Autres boutiques proposant du vrac, même partiellement, à Strasbourg et aux alentours : Les Petits Bocaux à Obernai, Biocoop quai des Halles et Vivre bio à Strasbourg, Biot Marché frais à Mittelhausbergen…
Un premier bilan ?
Faire ses courses en vrac nécessite un changement d’habitudes conséquent. Cependant, les efforts de sensibilisation des associations militantes comme ZDS (Zéro déchet Strasbourg) portent leurs fruits. Il ne s’agit pas ici de moraliser mais plutôt de montrer que d’autres modes de consommation existent, plus durables et plus respectueux de l’environnement. Tout est une question de balance, où le consommateur reste maître de ses choix.

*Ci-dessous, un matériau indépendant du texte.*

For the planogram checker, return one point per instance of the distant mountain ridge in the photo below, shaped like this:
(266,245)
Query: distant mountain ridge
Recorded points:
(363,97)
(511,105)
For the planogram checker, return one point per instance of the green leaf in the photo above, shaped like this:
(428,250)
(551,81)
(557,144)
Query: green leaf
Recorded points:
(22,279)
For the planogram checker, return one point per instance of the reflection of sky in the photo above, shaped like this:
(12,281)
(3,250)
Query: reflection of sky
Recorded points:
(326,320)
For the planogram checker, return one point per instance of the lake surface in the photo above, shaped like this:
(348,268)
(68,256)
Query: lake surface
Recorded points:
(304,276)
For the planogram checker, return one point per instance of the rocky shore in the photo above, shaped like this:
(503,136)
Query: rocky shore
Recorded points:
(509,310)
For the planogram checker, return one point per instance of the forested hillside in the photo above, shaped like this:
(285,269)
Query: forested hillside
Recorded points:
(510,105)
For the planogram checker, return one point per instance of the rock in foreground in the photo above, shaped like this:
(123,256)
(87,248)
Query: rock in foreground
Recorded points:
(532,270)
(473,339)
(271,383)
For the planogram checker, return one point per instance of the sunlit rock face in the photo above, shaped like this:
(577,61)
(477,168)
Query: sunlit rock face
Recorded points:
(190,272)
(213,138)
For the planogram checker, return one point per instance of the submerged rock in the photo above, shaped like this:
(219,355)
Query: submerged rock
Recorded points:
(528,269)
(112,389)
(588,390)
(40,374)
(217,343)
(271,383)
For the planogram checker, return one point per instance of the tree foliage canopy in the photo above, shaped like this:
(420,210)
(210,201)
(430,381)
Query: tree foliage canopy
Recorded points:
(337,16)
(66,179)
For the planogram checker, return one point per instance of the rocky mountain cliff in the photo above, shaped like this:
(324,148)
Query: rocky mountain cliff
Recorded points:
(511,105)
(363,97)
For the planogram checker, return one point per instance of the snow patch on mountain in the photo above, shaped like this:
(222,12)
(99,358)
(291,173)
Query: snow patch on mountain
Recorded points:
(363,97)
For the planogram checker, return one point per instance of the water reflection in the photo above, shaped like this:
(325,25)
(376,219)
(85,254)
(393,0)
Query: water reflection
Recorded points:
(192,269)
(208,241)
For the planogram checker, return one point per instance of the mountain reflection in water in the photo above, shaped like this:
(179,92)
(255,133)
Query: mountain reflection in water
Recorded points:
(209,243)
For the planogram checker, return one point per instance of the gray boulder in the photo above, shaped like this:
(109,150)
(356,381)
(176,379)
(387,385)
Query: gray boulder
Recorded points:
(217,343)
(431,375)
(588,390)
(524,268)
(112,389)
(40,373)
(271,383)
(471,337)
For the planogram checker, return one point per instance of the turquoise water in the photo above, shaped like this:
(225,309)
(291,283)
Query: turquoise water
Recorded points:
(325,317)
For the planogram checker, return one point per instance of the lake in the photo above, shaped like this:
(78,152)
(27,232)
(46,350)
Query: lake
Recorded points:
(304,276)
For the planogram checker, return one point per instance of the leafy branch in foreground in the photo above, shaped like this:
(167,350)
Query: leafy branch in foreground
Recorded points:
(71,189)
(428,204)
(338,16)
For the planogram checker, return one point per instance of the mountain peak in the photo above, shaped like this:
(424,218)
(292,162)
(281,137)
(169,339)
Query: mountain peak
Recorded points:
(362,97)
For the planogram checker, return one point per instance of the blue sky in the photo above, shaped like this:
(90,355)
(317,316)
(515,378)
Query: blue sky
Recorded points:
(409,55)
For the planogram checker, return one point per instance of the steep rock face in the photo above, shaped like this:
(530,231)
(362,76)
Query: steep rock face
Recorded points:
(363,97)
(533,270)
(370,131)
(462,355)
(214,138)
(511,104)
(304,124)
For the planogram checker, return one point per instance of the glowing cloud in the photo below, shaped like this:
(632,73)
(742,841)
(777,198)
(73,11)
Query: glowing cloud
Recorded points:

Le résultat du “Défi zéro déchet” lancé en septembre 2017 par ZDS a montré que le modèle valait la peine d’être testé. Vingt familles se sont portées volontaires pendant un an et ont réussi à réduire leurs déchets de près de 36 % en moyenne, dont une famille ayant enregistré une baisse de 80 %. Réduire ses déchets demande des efforts et beaucoup de créativité, mais avec des outils comme les boutiques spécialisées, cela devient un peu plus facile.